Wczasowicze nad brzegiem Morza Bałtyckiego wkrótce znajdą się w otoczeniu jednego z największych biur podróży w Europie, ponieważ tradycyjnie popularne miejsca docelowe, w tym Algarve, są dotknięte pożarami buszu.
Sebastian Abel, dyrektor naczelny Tui, powiedział, że Polska i Skandynawia mogą stać się popularnymi miejscami na letnie wakacje po tym, jak ostatnie ekstremalne temperatury spustoszyły południową Europę.
Pan Eibel powiedział, że zmiany klimatu mogą zmusić rodziny do poszukiwania nowych miejsc za granicą, a Tui planuje zainwestować w więcej zorganizowanych wakacji w krajach bałtyckich, Skandynawii oraz wokół Holandii i Belgii.
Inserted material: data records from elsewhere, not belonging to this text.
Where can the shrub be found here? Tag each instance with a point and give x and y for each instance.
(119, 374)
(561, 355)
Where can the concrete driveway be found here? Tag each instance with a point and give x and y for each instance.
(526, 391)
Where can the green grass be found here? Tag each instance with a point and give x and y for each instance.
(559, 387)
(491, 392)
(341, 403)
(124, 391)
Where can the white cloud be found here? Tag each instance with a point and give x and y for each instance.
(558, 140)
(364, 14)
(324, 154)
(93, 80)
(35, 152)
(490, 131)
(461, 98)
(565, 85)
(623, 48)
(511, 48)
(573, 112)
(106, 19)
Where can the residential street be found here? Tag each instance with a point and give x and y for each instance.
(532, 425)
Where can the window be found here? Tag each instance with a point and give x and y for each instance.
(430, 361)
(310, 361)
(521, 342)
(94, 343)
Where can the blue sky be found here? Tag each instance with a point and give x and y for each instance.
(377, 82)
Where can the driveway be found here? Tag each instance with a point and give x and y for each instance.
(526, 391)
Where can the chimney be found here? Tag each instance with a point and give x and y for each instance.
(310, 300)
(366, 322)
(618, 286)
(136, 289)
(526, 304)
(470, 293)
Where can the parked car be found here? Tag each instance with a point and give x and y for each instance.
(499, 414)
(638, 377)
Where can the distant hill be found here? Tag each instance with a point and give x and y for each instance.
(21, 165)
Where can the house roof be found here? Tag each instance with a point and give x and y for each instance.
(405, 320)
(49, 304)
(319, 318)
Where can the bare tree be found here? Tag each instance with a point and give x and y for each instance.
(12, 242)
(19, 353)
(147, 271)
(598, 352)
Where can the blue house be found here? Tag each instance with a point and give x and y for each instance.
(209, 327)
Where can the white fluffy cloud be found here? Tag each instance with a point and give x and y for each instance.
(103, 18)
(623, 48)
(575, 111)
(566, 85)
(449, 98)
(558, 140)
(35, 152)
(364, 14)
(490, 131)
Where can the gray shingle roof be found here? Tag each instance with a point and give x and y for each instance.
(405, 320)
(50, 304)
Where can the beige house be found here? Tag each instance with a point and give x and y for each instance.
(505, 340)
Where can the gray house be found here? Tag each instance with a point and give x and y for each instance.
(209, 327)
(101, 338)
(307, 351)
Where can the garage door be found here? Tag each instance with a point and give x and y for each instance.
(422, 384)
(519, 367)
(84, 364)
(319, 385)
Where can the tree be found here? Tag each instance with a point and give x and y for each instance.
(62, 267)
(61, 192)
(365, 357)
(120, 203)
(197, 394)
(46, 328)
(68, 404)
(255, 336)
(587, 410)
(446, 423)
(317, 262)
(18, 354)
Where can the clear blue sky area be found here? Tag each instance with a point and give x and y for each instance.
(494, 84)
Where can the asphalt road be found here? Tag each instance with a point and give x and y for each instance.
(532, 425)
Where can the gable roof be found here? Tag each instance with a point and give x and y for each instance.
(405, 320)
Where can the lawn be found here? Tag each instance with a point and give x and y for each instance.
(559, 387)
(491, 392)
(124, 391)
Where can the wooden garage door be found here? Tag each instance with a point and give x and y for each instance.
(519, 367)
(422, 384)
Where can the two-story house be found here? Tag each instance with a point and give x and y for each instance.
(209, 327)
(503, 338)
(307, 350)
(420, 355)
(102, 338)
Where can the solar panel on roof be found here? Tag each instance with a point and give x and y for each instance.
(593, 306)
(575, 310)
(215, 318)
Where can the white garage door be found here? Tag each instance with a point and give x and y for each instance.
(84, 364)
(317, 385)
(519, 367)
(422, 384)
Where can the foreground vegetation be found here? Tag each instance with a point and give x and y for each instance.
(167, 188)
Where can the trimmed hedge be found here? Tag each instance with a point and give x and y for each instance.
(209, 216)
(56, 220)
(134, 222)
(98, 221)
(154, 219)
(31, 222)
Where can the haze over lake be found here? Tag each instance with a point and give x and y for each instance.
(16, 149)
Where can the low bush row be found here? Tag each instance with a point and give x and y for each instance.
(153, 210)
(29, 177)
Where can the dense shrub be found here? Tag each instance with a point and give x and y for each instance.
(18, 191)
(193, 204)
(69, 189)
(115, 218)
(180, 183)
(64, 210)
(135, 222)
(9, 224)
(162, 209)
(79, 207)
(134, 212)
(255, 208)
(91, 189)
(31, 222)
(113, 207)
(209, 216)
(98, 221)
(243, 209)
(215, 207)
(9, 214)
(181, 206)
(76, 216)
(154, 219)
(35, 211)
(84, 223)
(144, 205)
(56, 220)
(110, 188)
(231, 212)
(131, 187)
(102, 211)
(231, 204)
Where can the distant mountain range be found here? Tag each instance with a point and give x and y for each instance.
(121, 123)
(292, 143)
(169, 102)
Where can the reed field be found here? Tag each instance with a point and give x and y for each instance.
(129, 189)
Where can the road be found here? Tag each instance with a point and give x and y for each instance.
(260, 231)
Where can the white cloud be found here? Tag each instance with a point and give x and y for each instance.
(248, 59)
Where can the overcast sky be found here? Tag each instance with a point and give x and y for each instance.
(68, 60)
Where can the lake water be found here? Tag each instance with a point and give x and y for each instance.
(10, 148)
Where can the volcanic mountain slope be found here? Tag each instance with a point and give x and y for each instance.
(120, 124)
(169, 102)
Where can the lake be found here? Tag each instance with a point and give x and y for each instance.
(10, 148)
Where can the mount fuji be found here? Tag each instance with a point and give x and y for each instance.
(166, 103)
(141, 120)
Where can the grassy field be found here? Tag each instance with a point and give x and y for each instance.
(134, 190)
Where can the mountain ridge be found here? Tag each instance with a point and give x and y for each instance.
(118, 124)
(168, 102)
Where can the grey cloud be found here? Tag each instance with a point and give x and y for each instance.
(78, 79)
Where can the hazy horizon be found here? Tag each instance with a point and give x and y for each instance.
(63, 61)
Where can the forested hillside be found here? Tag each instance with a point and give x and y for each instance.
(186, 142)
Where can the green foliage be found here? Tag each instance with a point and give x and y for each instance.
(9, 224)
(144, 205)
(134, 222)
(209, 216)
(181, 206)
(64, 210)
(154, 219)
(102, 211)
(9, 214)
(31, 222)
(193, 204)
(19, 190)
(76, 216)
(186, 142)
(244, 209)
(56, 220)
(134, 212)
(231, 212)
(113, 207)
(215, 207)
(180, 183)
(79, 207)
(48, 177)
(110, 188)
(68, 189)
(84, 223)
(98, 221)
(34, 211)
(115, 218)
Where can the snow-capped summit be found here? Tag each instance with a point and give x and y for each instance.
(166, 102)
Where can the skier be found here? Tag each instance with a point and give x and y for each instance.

Pojawia się po rekordowej letniej fali upałów w Europie, która zakłóciła wakacje w tradycyjnych miejscach wakacyjnych, głównie w Grecji.
Tui została zmuszona do ewakuacji 8 000 wczasowiczów z Rodos po pożarach buszu, które nawiedziły wyspę w zeszłym miesiącu.
Organizator wycieczki powiedział, że zakłócenie kosztowało 25 mln euro (21 mln funtów) po pokryciu kosztów lotów repatriacyjnych i odwołań. Jednak Tui powiedział, że 80 procent jego pasażerów na Rodos nie zostało dotkniętych pożarami buszu.
Dane MasterCard pokazują, że liczba rezerwacji wakacyjnych w Skandynawii i krajach północnych, w tym w Holandii, wzrosła w tym roku, chociaż region Morza Śródziemnego pozostaje najpopularniejszym letnim kierunkiem w Europie.